La Pelouse, maison d’accueil des familles d’hospitalisés fête ses 50 ans

La Pelouse, maison d’accueil des familles d’hospitalisés, a fêté son 50e anniversaire à l’Hôtel de ville. Les administrateurs ont été reçus par deux élus : Sylvie Justome, adjointe au maire de Bordeaux, chargée de la sécurité sanitaire, de la santé et des seniors et Laurent Guillemin, chargé de la sobriété et maire-adjoint du quartier de Saint-Augustin.

La Pelouse est une maison d’accueil qui propose aux proches des malades hospitalisés un hébergement de proximité et de réconfort, à un prix raisonnable, couvert en partie par l’Assurance-maladie et les mutuelles. Situé juste en face de l’hôpital Pellegrin, l’établissement est géré par « l’Association pour l’accueil des familles d’hospitalisés », créée il y a 50 ans.

Son Conseil d’Administration, présidé par le Professeur Jean-Paul Broustet, veille à la bonne marche de l’établissement. Il rassemble des personnalités du milieu médical et social. L’établissement est dirigé par Christophe Mancion et Michel de Rességuier est le secrétaire général de l’association.

Il n’y a pas beaucoup de maisons d’accueil en France. C’est pourquoi, comme le souligne Sylvie Justome, cette maison d’accueil hospitalière est si précieuse. La Mairie soutient avec vigueur son action pérenne, représentant pour la ville de Bordeaux une image solidaire et rayonnante.

Le Professeur Jean-Paul Broustet est le président de l’association. Pour mémoire, cet ancien grand patron du service de cardiologie de l’hôpital Haut-Lévêque a introduit en France, il y a une trentaine d’années, la réadaptation cardiaque. L’activité physique est alors reconnue bénéfique pour la santé et particulièrement pour le cœur.

Jean-Paul Broustet rend hommage à tous ceux, salariés et bénévoles, qui depuis 50 ans ont permis à cette structure de perdurer et de se développer, malgré les difficultés financières et les catastrophes liées au Covid. L’hospitalisation ne doit jamais se résumer à des explorations, des traitements, certes toujours en progrès mais trop souvent dénués d’empathie : « J’ai l’habitude de dire que les malades ne sont pas des voitures.
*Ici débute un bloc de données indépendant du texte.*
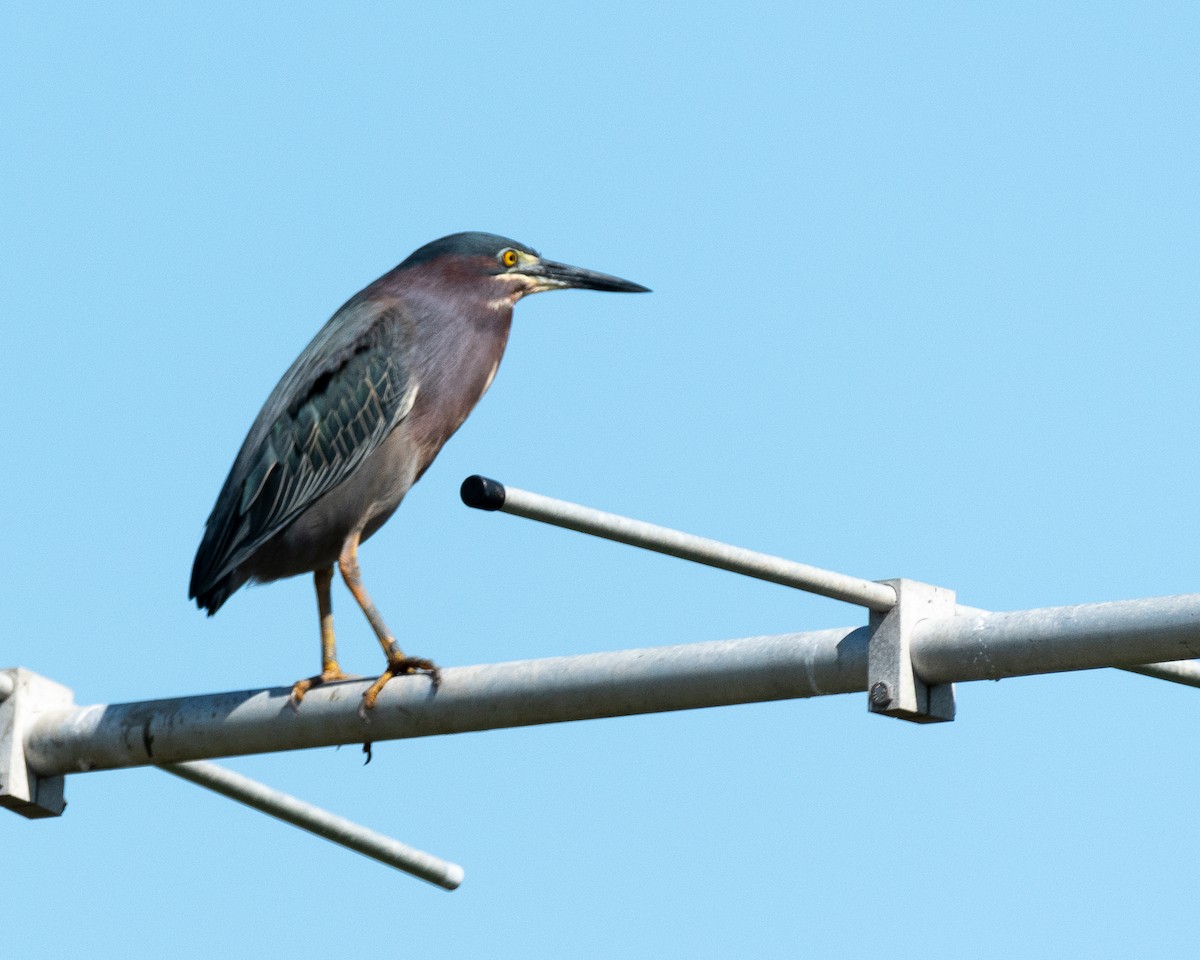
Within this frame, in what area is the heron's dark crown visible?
[400,230,538,270]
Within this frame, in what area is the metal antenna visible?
[7,476,1200,889]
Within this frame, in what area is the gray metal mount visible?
[866,578,956,724]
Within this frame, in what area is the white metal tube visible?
[25,628,866,775]
[1117,660,1200,686]
[462,476,896,611]
[25,594,1200,775]
[160,761,463,890]
[912,594,1200,683]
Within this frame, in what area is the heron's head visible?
[400,233,649,306]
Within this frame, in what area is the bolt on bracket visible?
[866,578,955,724]
[0,667,74,820]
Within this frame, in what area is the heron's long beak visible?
[520,259,650,293]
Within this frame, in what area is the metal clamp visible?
[866,578,955,724]
[0,667,74,820]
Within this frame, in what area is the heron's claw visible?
[288,664,358,710]
[359,656,442,722]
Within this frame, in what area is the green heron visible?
[188,233,646,715]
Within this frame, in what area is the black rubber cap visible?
[458,473,504,510]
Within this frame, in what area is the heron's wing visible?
[190,300,416,606]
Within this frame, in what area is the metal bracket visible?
[0,667,74,820]
[866,578,955,724]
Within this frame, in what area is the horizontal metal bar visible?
[160,761,463,890]
[25,626,866,774]
[1117,660,1200,686]
[912,594,1200,683]
[462,475,896,612]
[25,594,1200,775]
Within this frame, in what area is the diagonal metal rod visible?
[1117,660,1200,686]
[461,475,896,613]
[158,760,463,890]
[461,474,1200,686]
[24,594,1200,776]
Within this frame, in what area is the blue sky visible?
[0,2,1200,958]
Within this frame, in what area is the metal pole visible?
[25,594,1200,775]
[461,475,896,612]
[160,761,463,890]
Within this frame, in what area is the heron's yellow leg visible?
[292,566,350,707]
[337,534,442,710]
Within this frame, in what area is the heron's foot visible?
[359,656,442,720]
[288,661,356,710]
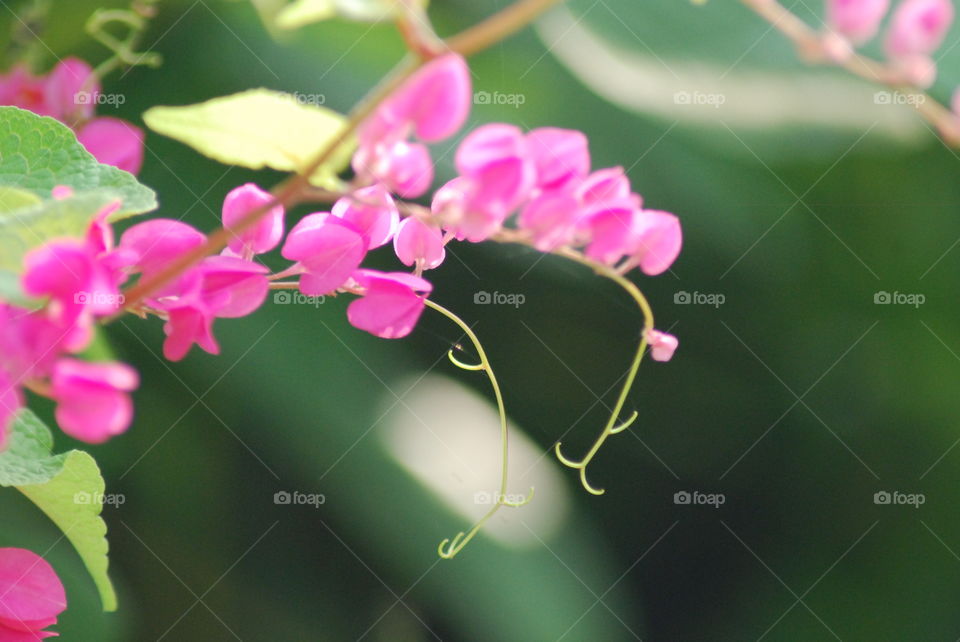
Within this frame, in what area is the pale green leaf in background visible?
[0,107,157,218]
[143,89,355,186]
[0,410,117,611]
[276,0,427,29]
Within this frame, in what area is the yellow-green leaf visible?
[0,409,117,611]
[143,89,356,186]
[276,0,427,29]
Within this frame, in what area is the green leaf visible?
[0,107,157,218]
[0,189,117,272]
[143,89,356,186]
[0,410,117,611]
[0,187,43,213]
[276,0,427,29]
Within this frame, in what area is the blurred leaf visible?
[276,0,427,29]
[0,189,117,274]
[0,187,43,212]
[143,89,355,186]
[0,410,117,611]
[0,107,157,217]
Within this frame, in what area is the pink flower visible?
[353,140,433,198]
[163,301,220,361]
[22,240,121,323]
[518,190,580,252]
[359,54,473,145]
[153,256,270,361]
[51,358,140,444]
[0,548,67,642]
[120,218,207,297]
[647,330,680,361]
[527,127,590,189]
[884,0,954,59]
[0,66,52,116]
[631,210,683,276]
[827,0,890,45]
[454,123,533,175]
[393,217,446,270]
[347,270,433,339]
[43,58,100,126]
[77,116,144,174]
[582,205,638,265]
[332,185,400,249]
[223,183,284,258]
[282,212,367,296]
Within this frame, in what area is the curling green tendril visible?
[554,250,653,495]
[424,299,533,560]
[85,0,163,78]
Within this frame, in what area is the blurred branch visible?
[741,0,960,147]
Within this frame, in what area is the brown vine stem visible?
[124,0,560,308]
[741,0,960,147]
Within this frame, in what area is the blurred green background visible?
[0,0,960,641]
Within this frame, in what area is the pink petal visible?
[0,548,67,625]
[0,369,23,452]
[827,0,890,45]
[517,192,579,252]
[634,210,683,276]
[77,117,144,174]
[332,185,400,249]
[223,183,284,255]
[51,359,139,444]
[577,167,640,207]
[347,270,433,339]
[0,65,54,116]
[884,0,954,58]
[120,218,207,296]
[200,256,270,318]
[527,127,590,189]
[43,58,100,126]
[454,123,530,176]
[282,213,367,296]
[585,206,636,265]
[393,217,446,270]
[163,304,220,361]
[386,54,473,143]
[647,330,680,361]
[378,141,433,198]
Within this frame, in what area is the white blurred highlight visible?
[536,7,929,140]
[380,373,570,548]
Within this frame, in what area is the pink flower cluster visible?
[0,54,682,447]
[0,58,144,174]
[827,0,954,88]
[0,189,138,449]
[0,548,67,642]
[282,54,682,352]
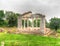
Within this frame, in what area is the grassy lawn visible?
[0,33,60,46]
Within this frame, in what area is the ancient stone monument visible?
[18,11,45,34]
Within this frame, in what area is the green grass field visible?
[0,33,60,46]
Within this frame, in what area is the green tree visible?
[0,10,5,26]
[49,17,60,31]
[6,11,18,27]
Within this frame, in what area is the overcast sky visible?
[0,0,60,20]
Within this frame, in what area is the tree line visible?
[0,10,60,31]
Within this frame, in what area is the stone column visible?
[27,19,29,27]
[32,18,34,28]
[40,17,45,34]
[24,19,25,28]
[18,16,22,28]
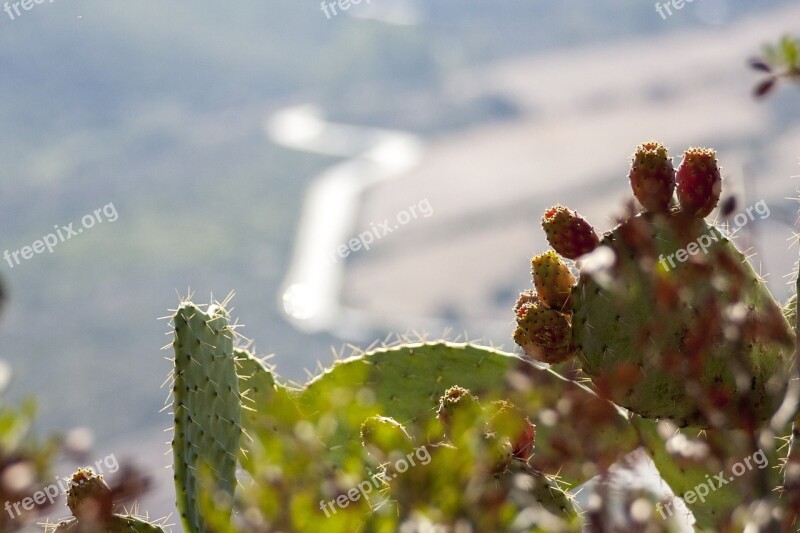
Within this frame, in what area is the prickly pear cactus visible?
[172,302,242,532]
[166,294,638,532]
[514,142,794,428]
Nos hôpitaux ne doivent pas être des concessions automobiles où l’on réalise les opérations les plus pointues, sans jamais parler de la voiture… ».

Jean-Paul Broustet termine par ces mots : « Gardons confiance en l’avenir et continuons à faire vivre La Pelouse, maison de réconfort, de dignité et de chaleur pour tous ceux qui en franchissent la porte. »

Philippe Frigeri, Président de la Fédération des maisons d’accueil hospitalières (FMAH) rappelle combien les années Covid ont déstabilisé l’activité. Si le savoir-faire de la maison d’accueil n’est plus à démontrer, le faire-savoir doit être constamment renouvelé auprès des établissements de santé, relais pour l’orientation des familles vers l’hospitalité dans les maisons d’accueil.

Michel de Rességuier, secrétaire général de l’association, présente un diaporama en illustration de la vie à La Pelouse. « Les coûts de l’hôtellerie classique peuvent décourager leur venue, alors que le soutien des familles à leurs proches est essentiel à leur guérison », affirme-t-il.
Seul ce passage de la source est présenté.